Posted by casper0 on October 11, 2013

I am trying to understand the result reported by eTaskGetState(). In my simplified case I have Task 1 querying the state of Task 2. Task 2 gets put in suspend mode when it is not needed, during which Task 1 is not allowed to do some "thing". But when Task 2 is not suspended, Task 1 'd better do this "thing" or it will go all haywire.

What I have noticed is that when I use eTaskGetState() to check Task 2 for !eSuspended and I know that Task 2 has been resumed, at times Task 2 still reports being suspended. It appears that when I think Task 2 may be blocked, it reports eSuspended instead. The code seems to bear this out, indicating something to the effect that if portMAX_DELAY is used as part of the blocking call, it puts the task into suspend mode--something that causes me to misinterpret its real state.
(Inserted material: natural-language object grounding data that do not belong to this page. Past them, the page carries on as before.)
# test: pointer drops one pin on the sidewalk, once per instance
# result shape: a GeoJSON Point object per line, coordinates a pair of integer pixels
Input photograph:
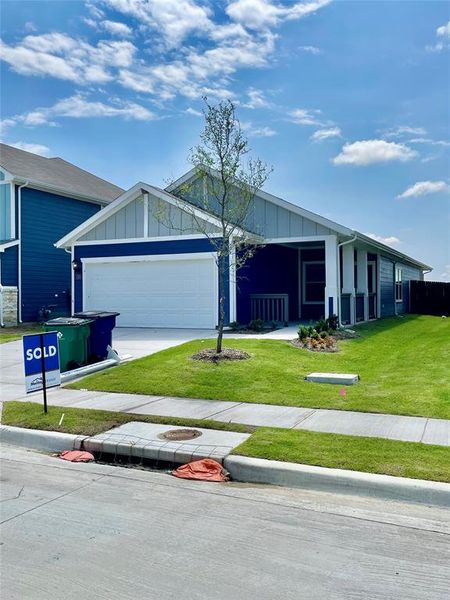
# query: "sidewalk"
{"type": "Point", "coordinates": [394, 427]}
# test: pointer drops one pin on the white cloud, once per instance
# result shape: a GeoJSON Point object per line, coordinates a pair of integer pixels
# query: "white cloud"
{"type": "Point", "coordinates": [310, 49]}
{"type": "Point", "coordinates": [446, 273]}
{"type": "Point", "coordinates": [423, 188]}
{"type": "Point", "coordinates": [262, 14]}
{"type": "Point", "coordinates": [325, 134]}
{"type": "Point", "coordinates": [195, 113]}
{"type": "Point", "coordinates": [302, 116]}
{"type": "Point", "coordinates": [443, 36]}
{"type": "Point", "coordinates": [404, 130]}
{"type": "Point", "coordinates": [257, 131]}
{"type": "Point", "coordinates": [367, 152]}
{"type": "Point", "coordinates": [173, 19]}
{"type": "Point", "coordinates": [256, 99]}
{"type": "Point", "coordinates": [390, 240]}
{"type": "Point", "coordinates": [63, 57]}
{"type": "Point", "coordinates": [79, 107]}
{"type": "Point", "coordinates": [34, 148]}
{"type": "Point", "coordinates": [429, 141]}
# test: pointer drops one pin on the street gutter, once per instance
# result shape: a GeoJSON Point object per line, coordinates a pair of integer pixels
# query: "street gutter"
{"type": "Point", "coordinates": [257, 470]}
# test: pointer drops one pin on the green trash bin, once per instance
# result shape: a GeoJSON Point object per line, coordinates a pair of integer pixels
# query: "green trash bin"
{"type": "Point", "coordinates": [73, 337]}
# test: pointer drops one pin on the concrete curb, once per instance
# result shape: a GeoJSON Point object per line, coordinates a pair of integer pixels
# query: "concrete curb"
{"type": "Point", "coordinates": [35, 439]}
{"type": "Point", "coordinates": [257, 470]}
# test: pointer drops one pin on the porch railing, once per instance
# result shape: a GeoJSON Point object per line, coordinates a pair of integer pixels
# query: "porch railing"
{"type": "Point", "coordinates": [270, 307]}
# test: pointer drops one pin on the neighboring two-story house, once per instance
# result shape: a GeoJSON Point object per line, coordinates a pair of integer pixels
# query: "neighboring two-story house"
{"type": "Point", "coordinates": [41, 200]}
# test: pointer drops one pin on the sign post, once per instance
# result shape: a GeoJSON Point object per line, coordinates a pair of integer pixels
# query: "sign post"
{"type": "Point", "coordinates": [41, 362]}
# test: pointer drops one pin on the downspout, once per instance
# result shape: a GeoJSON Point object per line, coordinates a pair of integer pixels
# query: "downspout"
{"type": "Point", "coordinates": [19, 251]}
{"type": "Point", "coordinates": [350, 241]}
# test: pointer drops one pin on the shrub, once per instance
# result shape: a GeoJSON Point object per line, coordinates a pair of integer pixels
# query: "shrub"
{"type": "Point", "coordinates": [256, 325]}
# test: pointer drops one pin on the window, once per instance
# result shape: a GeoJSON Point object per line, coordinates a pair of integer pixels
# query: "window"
{"type": "Point", "coordinates": [313, 282]}
{"type": "Point", "coordinates": [398, 285]}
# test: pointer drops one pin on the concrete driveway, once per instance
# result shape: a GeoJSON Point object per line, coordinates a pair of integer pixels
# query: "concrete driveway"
{"type": "Point", "coordinates": [126, 340]}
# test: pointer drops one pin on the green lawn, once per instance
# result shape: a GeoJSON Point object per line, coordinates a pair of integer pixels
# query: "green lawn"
{"type": "Point", "coordinates": [11, 334]}
{"type": "Point", "coordinates": [404, 365]}
{"type": "Point", "coordinates": [371, 455]}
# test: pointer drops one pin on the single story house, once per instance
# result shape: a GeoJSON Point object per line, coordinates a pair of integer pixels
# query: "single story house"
{"type": "Point", "coordinates": [127, 260]}
{"type": "Point", "coordinates": [41, 199]}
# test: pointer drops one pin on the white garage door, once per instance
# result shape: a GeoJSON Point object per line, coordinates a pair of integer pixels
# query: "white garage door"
{"type": "Point", "coordinates": [159, 291]}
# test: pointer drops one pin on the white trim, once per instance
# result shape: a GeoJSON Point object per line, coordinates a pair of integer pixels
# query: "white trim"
{"type": "Point", "coordinates": [146, 215]}
{"type": "Point", "coordinates": [165, 238]}
{"type": "Point", "coordinates": [312, 262]}
{"type": "Point", "coordinates": [155, 258]}
{"type": "Point", "coordinates": [7, 245]}
{"type": "Point", "coordinates": [149, 257]}
{"type": "Point", "coordinates": [128, 196]}
{"type": "Point", "coordinates": [306, 238]}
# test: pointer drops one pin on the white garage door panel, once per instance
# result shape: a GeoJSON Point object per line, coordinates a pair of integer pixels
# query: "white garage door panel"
{"type": "Point", "coordinates": [155, 293]}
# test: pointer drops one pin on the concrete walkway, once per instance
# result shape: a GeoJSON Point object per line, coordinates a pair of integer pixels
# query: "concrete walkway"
{"type": "Point", "coordinates": [394, 427]}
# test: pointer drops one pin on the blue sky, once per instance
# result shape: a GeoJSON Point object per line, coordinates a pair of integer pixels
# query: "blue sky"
{"type": "Point", "coordinates": [348, 101]}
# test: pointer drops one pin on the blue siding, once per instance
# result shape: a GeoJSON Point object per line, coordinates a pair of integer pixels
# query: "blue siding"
{"type": "Point", "coordinates": [387, 299]}
{"type": "Point", "coordinates": [5, 212]}
{"type": "Point", "coordinates": [389, 306]}
{"type": "Point", "coordinates": [273, 270]}
{"type": "Point", "coordinates": [142, 249]}
{"type": "Point", "coordinates": [46, 271]}
{"type": "Point", "coordinates": [408, 274]}
{"type": "Point", "coordinates": [8, 260]}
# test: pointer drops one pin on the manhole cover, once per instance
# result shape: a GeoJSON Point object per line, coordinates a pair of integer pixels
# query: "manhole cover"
{"type": "Point", "coordinates": [180, 435]}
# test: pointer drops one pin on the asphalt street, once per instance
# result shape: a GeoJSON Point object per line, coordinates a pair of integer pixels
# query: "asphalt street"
{"type": "Point", "coordinates": [72, 531]}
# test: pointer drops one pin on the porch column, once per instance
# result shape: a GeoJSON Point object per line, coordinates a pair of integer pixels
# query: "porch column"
{"type": "Point", "coordinates": [362, 282]}
{"type": "Point", "coordinates": [331, 282]}
{"type": "Point", "coordinates": [348, 276]}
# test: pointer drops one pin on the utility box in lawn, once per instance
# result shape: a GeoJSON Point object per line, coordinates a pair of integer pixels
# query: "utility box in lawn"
{"type": "Point", "coordinates": [73, 337]}
{"type": "Point", "coordinates": [101, 326]}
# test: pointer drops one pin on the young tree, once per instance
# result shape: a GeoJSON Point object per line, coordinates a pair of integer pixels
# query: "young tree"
{"type": "Point", "coordinates": [230, 183]}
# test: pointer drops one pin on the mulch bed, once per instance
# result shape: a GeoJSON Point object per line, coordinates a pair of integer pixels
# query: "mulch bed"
{"type": "Point", "coordinates": [328, 344]}
{"type": "Point", "coordinates": [210, 355]}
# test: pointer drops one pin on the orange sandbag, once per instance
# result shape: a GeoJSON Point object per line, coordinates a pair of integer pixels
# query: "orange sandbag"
{"type": "Point", "coordinates": [76, 456]}
{"type": "Point", "coordinates": [205, 470]}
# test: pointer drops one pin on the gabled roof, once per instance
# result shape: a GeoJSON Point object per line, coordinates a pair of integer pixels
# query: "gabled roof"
{"type": "Point", "coordinates": [123, 200]}
{"type": "Point", "coordinates": [337, 227]}
{"type": "Point", "coordinates": [56, 174]}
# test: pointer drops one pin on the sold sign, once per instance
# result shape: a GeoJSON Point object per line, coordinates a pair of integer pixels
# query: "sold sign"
{"type": "Point", "coordinates": [41, 362]}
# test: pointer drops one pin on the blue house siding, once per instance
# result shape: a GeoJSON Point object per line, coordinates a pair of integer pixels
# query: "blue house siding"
{"type": "Point", "coordinates": [387, 299]}
{"type": "Point", "coordinates": [272, 270]}
{"type": "Point", "coordinates": [46, 271]}
{"type": "Point", "coordinates": [408, 274]}
{"type": "Point", "coordinates": [8, 266]}
{"type": "Point", "coordinates": [389, 306]}
{"type": "Point", "coordinates": [141, 249]}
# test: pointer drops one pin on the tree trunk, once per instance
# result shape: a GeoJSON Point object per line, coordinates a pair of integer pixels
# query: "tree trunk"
{"type": "Point", "coordinates": [221, 306]}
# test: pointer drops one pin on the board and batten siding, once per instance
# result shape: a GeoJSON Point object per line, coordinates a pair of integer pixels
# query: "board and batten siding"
{"type": "Point", "coordinates": [265, 218]}
{"type": "Point", "coordinates": [46, 270]}
{"type": "Point", "coordinates": [128, 222]}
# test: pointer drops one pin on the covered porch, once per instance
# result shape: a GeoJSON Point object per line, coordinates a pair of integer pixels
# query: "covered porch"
{"type": "Point", "coordinates": [306, 279]}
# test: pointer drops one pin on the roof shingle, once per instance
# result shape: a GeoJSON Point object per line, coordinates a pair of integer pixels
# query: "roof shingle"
{"type": "Point", "coordinates": [57, 173]}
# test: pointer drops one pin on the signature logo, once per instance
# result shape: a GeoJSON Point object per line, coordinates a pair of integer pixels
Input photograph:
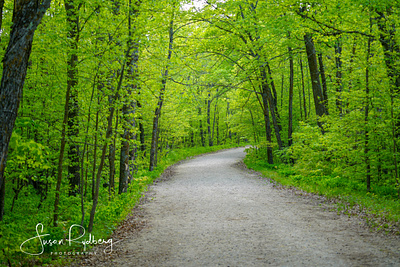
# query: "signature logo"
{"type": "Point", "coordinates": [65, 242]}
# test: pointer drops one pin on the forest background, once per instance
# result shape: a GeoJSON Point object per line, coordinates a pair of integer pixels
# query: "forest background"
{"type": "Point", "coordinates": [98, 97]}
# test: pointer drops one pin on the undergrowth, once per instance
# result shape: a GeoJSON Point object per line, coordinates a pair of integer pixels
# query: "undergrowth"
{"type": "Point", "coordinates": [380, 207]}
{"type": "Point", "coordinates": [27, 219]}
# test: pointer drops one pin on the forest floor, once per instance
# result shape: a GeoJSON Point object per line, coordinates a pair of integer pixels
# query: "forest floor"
{"type": "Point", "coordinates": [212, 211]}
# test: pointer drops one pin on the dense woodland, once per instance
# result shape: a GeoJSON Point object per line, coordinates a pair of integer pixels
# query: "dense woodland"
{"type": "Point", "coordinates": [95, 94]}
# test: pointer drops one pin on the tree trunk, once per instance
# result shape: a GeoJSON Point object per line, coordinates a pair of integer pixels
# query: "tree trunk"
{"type": "Point", "coordinates": [291, 85]}
{"type": "Point", "coordinates": [267, 91]}
{"type": "Point", "coordinates": [304, 90]}
{"type": "Point", "coordinates": [275, 98]}
{"type": "Point", "coordinates": [339, 86]}
{"type": "Point", "coordinates": [203, 142]}
{"type": "Point", "coordinates": [366, 114]}
{"type": "Point", "coordinates": [323, 80]}
{"type": "Point", "coordinates": [72, 9]}
{"type": "Point", "coordinates": [104, 149]}
{"type": "Point", "coordinates": [128, 109]}
{"type": "Point", "coordinates": [267, 128]}
{"type": "Point", "coordinates": [157, 113]}
{"type": "Point", "coordinates": [1, 14]}
{"type": "Point", "coordinates": [210, 140]}
{"type": "Point", "coordinates": [315, 81]}
{"type": "Point", "coordinates": [27, 16]}
{"type": "Point", "coordinates": [61, 158]}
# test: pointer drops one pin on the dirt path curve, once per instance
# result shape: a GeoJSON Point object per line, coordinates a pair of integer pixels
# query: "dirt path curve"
{"type": "Point", "coordinates": [213, 213]}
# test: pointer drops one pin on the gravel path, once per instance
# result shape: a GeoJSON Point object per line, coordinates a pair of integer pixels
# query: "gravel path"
{"type": "Point", "coordinates": [213, 213]}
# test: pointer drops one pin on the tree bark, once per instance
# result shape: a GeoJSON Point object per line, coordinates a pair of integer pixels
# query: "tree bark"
{"type": "Point", "coordinates": [267, 122]}
{"type": "Point", "coordinates": [157, 113]}
{"type": "Point", "coordinates": [323, 80]}
{"type": "Point", "coordinates": [304, 90]}
{"type": "Point", "coordinates": [267, 91]}
{"type": "Point", "coordinates": [203, 142]}
{"type": "Point", "coordinates": [210, 138]}
{"type": "Point", "coordinates": [315, 81]}
{"type": "Point", "coordinates": [291, 85]}
{"type": "Point", "coordinates": [128, 109]}
{"type": "Point", "coordinates": [27, 16]}
{"type": "Point", "coordinates": [72, 8]}
{"type": "Point", "coordinates": [339, 86]}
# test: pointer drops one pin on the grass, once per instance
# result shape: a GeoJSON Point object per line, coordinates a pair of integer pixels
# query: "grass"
{"type": "Point", "coordinates": [380, 207]}
{"type": "Point", "coordinates": [17, 227]}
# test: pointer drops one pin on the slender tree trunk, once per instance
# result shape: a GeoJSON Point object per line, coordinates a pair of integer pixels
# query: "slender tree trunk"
{"type": "Point", "coordinates": [210, 140]}
{"type": "Point", "coordinates": [141, 129]}
{"type": "Point", "coordinates": [61, 158]}
{"type": "Point", "coordinates": [291, 85]}
{"type": "Point", "coordinates": [267, 91]}
{"type": "Point", "coordinates": [391, 49]}
{"type": "Point", "coordinates": [254, 126]}
{"type": "Point", "coordinates": [128, 110]}
{"type": "Point", "coordinates": [95, 152]}
{"type": "Point", "coordinates": [157, 113]}
{"type": "Point", "coordinates": [104, 149]}
{"type": "Point", "coordinates": [366, 114]}
{"type": "Point", "coordinates": [304, 90]}
{"type": "Point", "coordinates": [72, 9]}
{"type": "Point", "coordinates": [111, 164]}
{"type": "Point", "coordinates": [267, 128]}
{"type": "Point", "coordinates": [203, 142]}
{"type": "Point", "coordinates": [275, 98]}
{"type": "Point", "coordinates": [27, 16]}
{"type": "Point", "coordinates": [315, 81]}
{"type": "Point", "coordinates": [323, 80]}
{"type": "Point", "coordinates": [1, 14]}
{"type": "Point", "coordinates": [339, 86]}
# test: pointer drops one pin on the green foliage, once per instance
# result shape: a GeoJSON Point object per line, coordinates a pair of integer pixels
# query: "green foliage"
{"type": "Point", "coordinates": [381, 204]}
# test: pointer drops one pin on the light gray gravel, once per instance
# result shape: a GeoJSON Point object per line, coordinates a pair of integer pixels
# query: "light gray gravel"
{"type": "Point", "coordinates": [213, 213]}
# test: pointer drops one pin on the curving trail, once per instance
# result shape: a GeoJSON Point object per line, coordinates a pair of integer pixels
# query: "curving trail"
{"type": "Point", "coordinates": [213, 213]}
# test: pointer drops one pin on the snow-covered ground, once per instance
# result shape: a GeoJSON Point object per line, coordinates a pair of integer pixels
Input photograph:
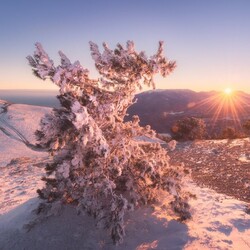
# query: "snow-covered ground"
{"type": "Point", "coordinates": [219, 222]}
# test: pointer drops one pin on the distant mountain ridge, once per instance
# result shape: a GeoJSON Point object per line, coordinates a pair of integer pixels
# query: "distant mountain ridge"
{"type": "Point", "coordinates": [162, 108]}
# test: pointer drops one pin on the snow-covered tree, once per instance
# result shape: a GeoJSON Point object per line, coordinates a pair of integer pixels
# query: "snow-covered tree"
{"type": "Point", "coordinates": [98, 164]}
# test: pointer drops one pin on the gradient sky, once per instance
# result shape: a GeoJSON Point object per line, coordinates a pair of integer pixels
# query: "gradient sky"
{"type": "Point", "coordinates": [210, 40]}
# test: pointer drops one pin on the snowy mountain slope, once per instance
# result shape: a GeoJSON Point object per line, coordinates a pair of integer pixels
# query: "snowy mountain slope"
{"type": "Point", "coordinates": [219, 221]}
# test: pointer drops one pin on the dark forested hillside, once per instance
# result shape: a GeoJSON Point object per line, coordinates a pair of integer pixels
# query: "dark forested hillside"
{"type": "Point", "coordinates": [162, 108]}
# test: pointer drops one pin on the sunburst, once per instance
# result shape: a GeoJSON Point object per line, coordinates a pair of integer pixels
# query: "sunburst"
{"type": "Point", "coordinates": [227, 106]}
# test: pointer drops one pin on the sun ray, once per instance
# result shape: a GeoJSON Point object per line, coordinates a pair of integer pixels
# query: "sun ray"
{"type": "Point", "coordinates": [226, 108]}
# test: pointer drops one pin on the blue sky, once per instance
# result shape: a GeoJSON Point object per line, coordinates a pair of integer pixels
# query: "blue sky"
{"type": "Point", "coordinates": [210, 40]}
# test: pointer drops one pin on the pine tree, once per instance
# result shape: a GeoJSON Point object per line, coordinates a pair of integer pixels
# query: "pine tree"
{"type": "Point", "coordinates": [98, 165]}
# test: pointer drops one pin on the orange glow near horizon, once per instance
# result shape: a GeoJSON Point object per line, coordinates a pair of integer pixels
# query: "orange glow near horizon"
{"type": "Point", "coordinates": [228, 106]}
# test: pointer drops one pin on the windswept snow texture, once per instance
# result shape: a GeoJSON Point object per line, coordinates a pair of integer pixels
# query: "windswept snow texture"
{"type": "Point", "coordinates": [219, 221]}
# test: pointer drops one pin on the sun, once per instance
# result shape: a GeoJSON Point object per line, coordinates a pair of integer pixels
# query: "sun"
{"type": "Point", "coordinates": [228, 91]}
What's the reason for this? And what's a better way to identify if a task is suspended or not than using a variable in parallel with the suspend and resume calls?

FreeRTOS 7.4.2

Task 1:   while(1) {       ...       if (eTaskGetState(task2_tid) != eSuspended) {         <>       }       ...   }

Task 2:   while(1) {     ...     xSemaphoreTake(semid, portMAXDELAY);     ...   }

Other code:   ...   vTaskSuspend(task2tid);   ...   vTaskResume(task2tid);   ...

 

Casper

eTaskGetState reporting

Posted by edwards3 on October 11, 2013

You are right. If INCLUDEvTaskSuspend is set to 1 in FreeRTOSConfig.h then a task using portMAXDELAY as a block period is placed in the suspended task list. A side effect is what you are observing. The task is not really suspended though.

I think this is documented somewhere, but I've just checked the eTaskGetState() documentation on the web and its not documented there. Maybe I read it in the book.